Alabama Accountability Act, School Choice Create Money Boon, Confusion

According to a review of state tax data, an afterthought in a controversial school choice law in Alabama is likely to have a far greater impact than the legislation's original design.

Last year, the law offered parents the ability to claim a tax break of up to $3,500 to help their children escape "failing" schools after the Alabama Legislature originally passed the Alabama Accountability Act. In addition, to help low-income students from those schools, it allowed residents and business to claim a dollar-for-dollar tax credit for contributing to scholarship organizations. To loosen restrictions on scholarships granted during a window between 15th September and 31st December of each year, the Legislature amended the law a few weeks later.

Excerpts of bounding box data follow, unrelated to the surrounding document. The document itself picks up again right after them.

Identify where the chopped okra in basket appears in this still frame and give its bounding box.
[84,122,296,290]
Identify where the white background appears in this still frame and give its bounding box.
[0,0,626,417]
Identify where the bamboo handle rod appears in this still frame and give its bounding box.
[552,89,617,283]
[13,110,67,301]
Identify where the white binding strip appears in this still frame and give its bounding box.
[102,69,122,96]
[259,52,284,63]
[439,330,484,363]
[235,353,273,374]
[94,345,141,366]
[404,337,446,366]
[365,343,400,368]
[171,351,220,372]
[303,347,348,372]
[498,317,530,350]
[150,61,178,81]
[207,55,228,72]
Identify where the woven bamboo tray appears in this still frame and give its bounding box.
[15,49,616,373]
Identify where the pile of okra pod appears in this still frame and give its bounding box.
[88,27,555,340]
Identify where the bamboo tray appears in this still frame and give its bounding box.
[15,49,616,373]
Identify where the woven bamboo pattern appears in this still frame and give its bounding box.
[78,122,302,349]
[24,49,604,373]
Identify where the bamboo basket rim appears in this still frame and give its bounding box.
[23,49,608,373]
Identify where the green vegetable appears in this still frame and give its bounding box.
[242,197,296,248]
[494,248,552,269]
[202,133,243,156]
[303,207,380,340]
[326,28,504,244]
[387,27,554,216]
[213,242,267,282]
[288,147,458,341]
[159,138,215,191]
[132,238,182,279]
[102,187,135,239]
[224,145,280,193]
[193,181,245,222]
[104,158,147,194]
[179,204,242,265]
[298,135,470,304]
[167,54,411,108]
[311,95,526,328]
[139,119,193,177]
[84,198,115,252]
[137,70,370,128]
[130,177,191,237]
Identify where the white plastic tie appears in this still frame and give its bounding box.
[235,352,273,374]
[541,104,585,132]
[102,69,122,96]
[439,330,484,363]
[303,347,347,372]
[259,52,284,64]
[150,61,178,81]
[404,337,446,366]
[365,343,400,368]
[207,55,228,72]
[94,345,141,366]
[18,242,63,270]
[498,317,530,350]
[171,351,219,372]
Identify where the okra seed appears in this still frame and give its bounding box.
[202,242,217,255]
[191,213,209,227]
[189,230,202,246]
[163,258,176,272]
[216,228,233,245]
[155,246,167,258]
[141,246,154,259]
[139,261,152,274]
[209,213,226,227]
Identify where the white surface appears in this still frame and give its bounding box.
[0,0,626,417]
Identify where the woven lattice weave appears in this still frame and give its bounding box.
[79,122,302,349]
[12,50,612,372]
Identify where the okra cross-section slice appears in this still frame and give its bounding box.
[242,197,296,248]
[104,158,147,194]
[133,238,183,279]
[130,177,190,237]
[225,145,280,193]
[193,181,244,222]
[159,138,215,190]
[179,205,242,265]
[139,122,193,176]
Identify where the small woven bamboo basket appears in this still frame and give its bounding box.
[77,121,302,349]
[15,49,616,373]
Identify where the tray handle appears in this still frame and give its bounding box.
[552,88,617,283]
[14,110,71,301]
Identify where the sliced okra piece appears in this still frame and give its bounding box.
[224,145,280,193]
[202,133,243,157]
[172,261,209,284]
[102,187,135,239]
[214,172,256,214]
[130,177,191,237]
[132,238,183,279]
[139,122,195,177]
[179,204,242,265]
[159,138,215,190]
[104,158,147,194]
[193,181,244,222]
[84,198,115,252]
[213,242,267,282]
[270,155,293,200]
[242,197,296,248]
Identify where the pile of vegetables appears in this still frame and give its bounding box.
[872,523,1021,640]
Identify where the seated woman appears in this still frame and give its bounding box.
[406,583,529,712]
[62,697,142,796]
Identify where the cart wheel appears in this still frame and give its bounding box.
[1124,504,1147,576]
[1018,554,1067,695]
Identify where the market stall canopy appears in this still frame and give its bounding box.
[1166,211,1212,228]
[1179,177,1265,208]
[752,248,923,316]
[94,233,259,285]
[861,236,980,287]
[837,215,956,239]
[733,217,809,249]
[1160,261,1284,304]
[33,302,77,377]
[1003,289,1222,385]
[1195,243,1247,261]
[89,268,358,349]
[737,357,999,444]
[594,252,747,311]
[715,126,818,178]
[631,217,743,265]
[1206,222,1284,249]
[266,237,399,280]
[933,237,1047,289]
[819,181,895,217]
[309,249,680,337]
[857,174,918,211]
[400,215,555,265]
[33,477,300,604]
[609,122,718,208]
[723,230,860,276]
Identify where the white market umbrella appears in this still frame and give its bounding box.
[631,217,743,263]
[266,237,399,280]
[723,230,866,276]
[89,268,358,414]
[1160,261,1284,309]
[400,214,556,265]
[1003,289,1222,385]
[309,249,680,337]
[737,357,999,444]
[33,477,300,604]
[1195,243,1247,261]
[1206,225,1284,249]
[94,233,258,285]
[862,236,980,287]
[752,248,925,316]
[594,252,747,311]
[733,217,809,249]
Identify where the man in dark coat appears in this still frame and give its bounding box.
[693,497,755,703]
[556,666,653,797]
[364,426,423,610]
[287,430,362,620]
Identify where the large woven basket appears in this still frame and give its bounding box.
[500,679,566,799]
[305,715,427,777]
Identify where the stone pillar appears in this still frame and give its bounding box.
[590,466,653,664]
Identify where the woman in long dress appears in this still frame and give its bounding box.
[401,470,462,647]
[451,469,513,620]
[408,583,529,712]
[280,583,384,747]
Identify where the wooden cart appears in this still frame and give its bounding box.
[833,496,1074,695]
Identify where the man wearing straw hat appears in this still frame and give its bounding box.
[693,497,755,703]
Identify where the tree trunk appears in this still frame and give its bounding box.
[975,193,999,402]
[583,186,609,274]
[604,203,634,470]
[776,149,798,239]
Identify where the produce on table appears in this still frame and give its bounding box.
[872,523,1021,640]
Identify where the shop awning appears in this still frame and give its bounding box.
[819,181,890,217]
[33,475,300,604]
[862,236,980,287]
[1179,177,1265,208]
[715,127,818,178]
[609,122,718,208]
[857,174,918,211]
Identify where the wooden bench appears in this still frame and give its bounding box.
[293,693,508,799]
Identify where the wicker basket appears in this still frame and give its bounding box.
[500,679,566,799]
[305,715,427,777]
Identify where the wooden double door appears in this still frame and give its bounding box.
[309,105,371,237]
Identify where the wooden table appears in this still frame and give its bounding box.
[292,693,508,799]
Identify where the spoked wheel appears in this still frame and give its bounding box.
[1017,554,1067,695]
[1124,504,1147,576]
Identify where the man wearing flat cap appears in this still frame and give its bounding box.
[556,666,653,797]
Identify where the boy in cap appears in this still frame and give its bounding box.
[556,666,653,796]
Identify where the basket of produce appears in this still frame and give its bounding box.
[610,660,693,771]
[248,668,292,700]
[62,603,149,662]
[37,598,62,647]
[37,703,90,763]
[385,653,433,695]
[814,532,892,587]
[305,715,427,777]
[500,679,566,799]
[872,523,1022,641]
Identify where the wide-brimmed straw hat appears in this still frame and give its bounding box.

Scholarship granting organizations had received nearly $25 million, the maximum amount that the statute will refund to taxpayers, by the end of 2013.

However, opponents who fear that it robs already-cash strapped public schools of funding have heavily blasted the law. Nonetheless, the law offers a vital safety valve for poor folks according to Gary Crum, of Circle of Love Outreach in Selma.

"One thing that it does is low-income families finally get to sit down and make a decision about their children's education that they never could do before," said Crum, whose organization has raised about $30,000 in scholarships for students at Ellwood Christian Academy. "Choice in education is something that has been needed in Alabama for a long time."

With several organizations still claiming to be reviewing applications, the number of scholarships that have been given is unknown. Overall, the impact will be far greater than the direct tax credit given to parents who send their own children to private schools as suggested by the sheer amount of money donated.

For students coming from the 78 schools declared failing, that portion of the law remains limited. According to the state Department of Education, only 52 students from those schools transferred to a private school before the start of the current school year. In contrast, if the organizations awarded grants averaging $5,000 each, about 5,000 students could receive private school scholarships. If the grants are for less money, the number of benefiting students will be greater.

Ranging from a national organization promoting school choice to a group involving former Gov. Bob Riley that has raised by far the most money to small, existing organizations that have brought in little or no money so far, nine nonprofit organizations have qualified to participate in the program. As Brendan Kirby of All Alabama reports, Beacons of Hope, a nonprofit set up by the Catholic Diocese of Birmingham to support parochial schools in northern Alabama is one of the qualifying organizations. About 250 students out of an average of 400 applicants have received annual grants since 2010 as said by the director of the organization, Sister Brenda Monahan.

Beacons of Hope has expanded its reach to help Catholic school students statewide since passage of the Accountability Act. As Monahan put it, the organization is reviewing some 100 applications for scholarships but has not given out any of the $350,000 it has received under the program. Additionally, she claimed she expects to award scholarships to at least half of the applicants in amounts up to half the cost of tuition. Scholarship organizations are required by the law to give at least 75% of their awards to students who were not continuously enrolled in a private school the year before.

"That's going to knock some of those applications out" from current Catholic students who otherwise would qualify, Monahan said.

Organizations are allowed by the law to keep 5% of the money raised for administrative costs, but it mandates that they give away the rest of the money by the year after it was collected. According to the deputy commissioner of the Alabama Department of Revenue, Curtis Stewart, that could put organizations in a bind if they raise a large amount of money.

"I would think it would be a thing they would have to be careful about," he said.

Having trouble complying with the restrictions was not anticipated, as claimed by leaders of several organizations.

"I don't think so, because the level of need is great," Monahan said. "It is the first initiative in our state that gives parents the right to choose the educational environment for their kids. For some students in our state, their education is determined by their ZIP code."